We're catching up on our Oscar deficit. We watched The Kids Are All Right, a contemporary riff on D. H. Lawrence's The Fox, a story of two California lesbians (butch and femme), their kids, and a mischievous hippieish sperm donor, whose affair with Jules (the femme member, Julianne Moore) threatens to break up the family. Great actors; not my kind of movie.
Then we decided to go to another movie. We especially like science fiction, and hadn't seen any SF since Hereafter.
We lined up for The Adjustment Bureau, a science fiction movie starring Matt Damon and Emily Blunt, based on Philip K. Dick's 1954 short story, "Adjustment Team." (You can read it online here,) The movie, unlike Dick's funny, paranoid SF allegory, is a science fiction romance, a suspenseful love story about an appealing couple, David and Elise, who win our hearts with rapid-fire banter, individualism, and glowing animal spirits, but are persecuted by supernatural agents determined to keep them apart.
Matt Damon plays David Norris, a working-class politician. Before NBC calls the election for the other guy, David hides in the restroom to compose his concession speech. Here he encounters Elise (Emily Blunt), who has crashed a wedding. She encourages him to be subversive about the PR aspects of his political career, which wins the people's trust and makes him the favorite in an election three years later. But love is out of control and scary in this SF universe: sex + politics threatens the world, according to the agents, and they stage incidents to keep the couple apart to control an uncontrollable society. The plot is fueled by political paranoia (the original short story, sans love, is about the McCarthy age?) personified by secret agents of the mysterious Chairman.
There is some humor. "This guy is a pain in the ass," says one of the agents, irritated by David's continual defiance and independence. My husband was amused by the agents' 1950-ish dull raincoats and fedoras (I wonder: the Men in the Gray Flannel Suits behind the Man in the Gray Flannel Suit?). The most horrifying scene is when David walks into his office and catches the agents "adjusting" his friends with machines. Because David won't give in to pressure, they strike a deal with him: they won't adjust him, if he doesn't tell anyone what he knows about them. And he learns some terrifying things about the future.
We can all recognize a metaphor for the rumored undercover agents and their undermining of political movements, but we also have an Orpheus and Eurydice situation: David guides Elise through an underworld of symbolic doors that take them on a shortcut tour of New York (I don't get that part), and shows her the terrifying world behind their world.

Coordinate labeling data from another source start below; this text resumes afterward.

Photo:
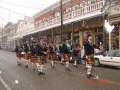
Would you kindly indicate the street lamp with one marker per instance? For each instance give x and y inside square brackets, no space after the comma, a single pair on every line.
[109,29]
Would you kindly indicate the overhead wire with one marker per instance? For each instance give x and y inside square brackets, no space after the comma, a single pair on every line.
[19,5]
[3,19]
[13,11]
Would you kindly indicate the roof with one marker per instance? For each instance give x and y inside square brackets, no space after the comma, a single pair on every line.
[51,7]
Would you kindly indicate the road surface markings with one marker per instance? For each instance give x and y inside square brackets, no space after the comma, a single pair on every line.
[4,83]
[78,74]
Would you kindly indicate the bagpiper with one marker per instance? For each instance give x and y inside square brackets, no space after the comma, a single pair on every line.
[18,50]
[33,54]
[42,55]
[89,54]
[27,53]
[61,49]
[52,53]
[67,51]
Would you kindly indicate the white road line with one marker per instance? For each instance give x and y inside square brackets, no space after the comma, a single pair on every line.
[4,83]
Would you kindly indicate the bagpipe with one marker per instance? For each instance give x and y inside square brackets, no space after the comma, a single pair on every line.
[89,59]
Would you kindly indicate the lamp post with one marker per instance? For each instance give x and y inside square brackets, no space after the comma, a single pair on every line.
[61,21]
[109,29]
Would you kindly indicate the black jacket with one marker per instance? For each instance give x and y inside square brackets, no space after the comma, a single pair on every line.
[52,51]
[41,49]
[65,50]
[61,49]
[33,50]
[89,48]
[26,48]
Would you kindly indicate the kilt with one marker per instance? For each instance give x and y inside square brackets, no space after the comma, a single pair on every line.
[52,57]
[18,54]
[66,57]
[33,59]
[75,58]
[90,59]
[41,59]
[27,56]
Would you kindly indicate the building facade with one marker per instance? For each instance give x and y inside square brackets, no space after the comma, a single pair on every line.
[18,33]
[80,17]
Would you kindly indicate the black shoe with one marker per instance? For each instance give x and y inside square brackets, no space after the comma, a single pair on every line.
[42,73]
[66,69]
[91,75]
[88,75]
[69,69]
[26,66]
[33,68]
[39,73]
[62,64]
[75,66]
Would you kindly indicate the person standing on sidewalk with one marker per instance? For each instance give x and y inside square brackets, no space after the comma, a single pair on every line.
[89,52]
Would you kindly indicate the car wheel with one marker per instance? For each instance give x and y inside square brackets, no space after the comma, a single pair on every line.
[97,63]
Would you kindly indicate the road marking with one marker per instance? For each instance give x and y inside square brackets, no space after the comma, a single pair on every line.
[78,74]
[4,83]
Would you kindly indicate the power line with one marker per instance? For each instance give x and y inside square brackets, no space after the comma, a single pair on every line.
[19,5]
[13,11]
[3,19]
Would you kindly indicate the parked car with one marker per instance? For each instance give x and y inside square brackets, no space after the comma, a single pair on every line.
[111,58]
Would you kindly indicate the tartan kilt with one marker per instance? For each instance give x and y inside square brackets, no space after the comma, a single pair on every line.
[66,57]
[18,54]
[52,57]
[27,56]
[90,59]
[33,59]
[75,58]
[43,59]
[62,55]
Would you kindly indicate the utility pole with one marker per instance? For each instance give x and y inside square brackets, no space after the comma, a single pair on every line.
[61,21]
[103,10]
[9,16]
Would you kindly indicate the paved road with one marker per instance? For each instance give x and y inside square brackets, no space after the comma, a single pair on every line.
[14,77]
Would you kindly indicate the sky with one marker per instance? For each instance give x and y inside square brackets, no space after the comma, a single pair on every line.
[7,10]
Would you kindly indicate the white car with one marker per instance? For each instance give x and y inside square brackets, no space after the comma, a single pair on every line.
[111,58]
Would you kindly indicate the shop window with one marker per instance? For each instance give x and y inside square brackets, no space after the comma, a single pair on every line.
[92,4]
[75,9]
[83,7]
[68,11]
[114,2]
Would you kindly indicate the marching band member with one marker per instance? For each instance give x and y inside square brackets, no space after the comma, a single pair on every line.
[42,54]
[33,54]
[67,51]
[61,53]
[27,52]
[52,52]
[18,50]
[76,50]
[89,52]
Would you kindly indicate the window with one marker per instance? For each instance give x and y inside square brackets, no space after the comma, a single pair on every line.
[68,11]
[112,53]
[83,7]
[75,10]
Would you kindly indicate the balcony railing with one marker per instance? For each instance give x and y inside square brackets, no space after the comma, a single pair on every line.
[73,14]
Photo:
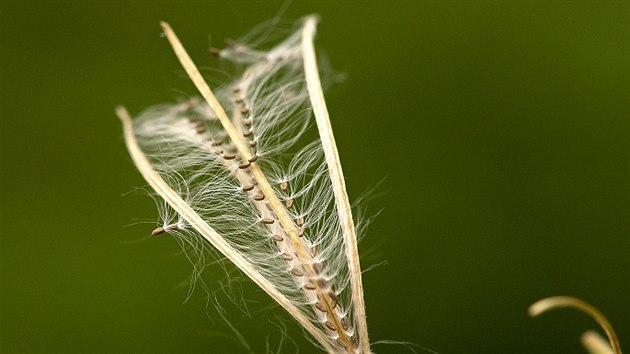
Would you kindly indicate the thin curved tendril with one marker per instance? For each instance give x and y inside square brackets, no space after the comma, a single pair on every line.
[557,302]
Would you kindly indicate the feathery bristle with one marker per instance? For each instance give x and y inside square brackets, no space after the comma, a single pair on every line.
[288,225]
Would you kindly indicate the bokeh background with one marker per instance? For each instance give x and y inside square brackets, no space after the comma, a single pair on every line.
[500,129]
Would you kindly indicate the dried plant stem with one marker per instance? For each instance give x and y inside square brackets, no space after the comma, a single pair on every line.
[278,208]
[342,201]
[557,302]
[595,344]
[173,199]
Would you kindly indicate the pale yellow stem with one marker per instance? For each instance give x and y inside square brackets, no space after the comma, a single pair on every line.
[557,302]
[178,204]
[265,187]
[342,202]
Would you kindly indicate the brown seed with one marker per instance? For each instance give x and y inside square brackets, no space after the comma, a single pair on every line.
[161,230]
[317,267]
[330,326]
[354,341]
[345,323]
[259,197]
[333,299]
[310,286]
[158,231]
[320,306]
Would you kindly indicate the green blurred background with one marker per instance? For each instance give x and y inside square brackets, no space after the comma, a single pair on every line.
[501,128]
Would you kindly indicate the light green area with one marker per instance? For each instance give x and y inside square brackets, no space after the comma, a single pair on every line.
[501,126]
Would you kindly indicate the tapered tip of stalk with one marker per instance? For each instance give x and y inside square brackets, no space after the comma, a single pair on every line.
[595,344]
[122,114]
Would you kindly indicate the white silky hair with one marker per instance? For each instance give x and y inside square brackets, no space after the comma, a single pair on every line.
[269,103]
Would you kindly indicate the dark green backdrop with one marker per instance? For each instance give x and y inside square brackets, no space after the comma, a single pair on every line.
[501,128]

Fortunately the chase scenes are only moderately terrifying (I can't take too much visual horror). Parts of this movie are excellent: parts are philosophical, like a movie-novel of ideas, parts are political, parts are chick flick, parts are sheer exciting SF, and parts don't work. I very much enjoyed it. The acting is good. In a kind of crazy way it says more to me than The Kids Are All Right.
Yes, I know. That's why I don't write about movies.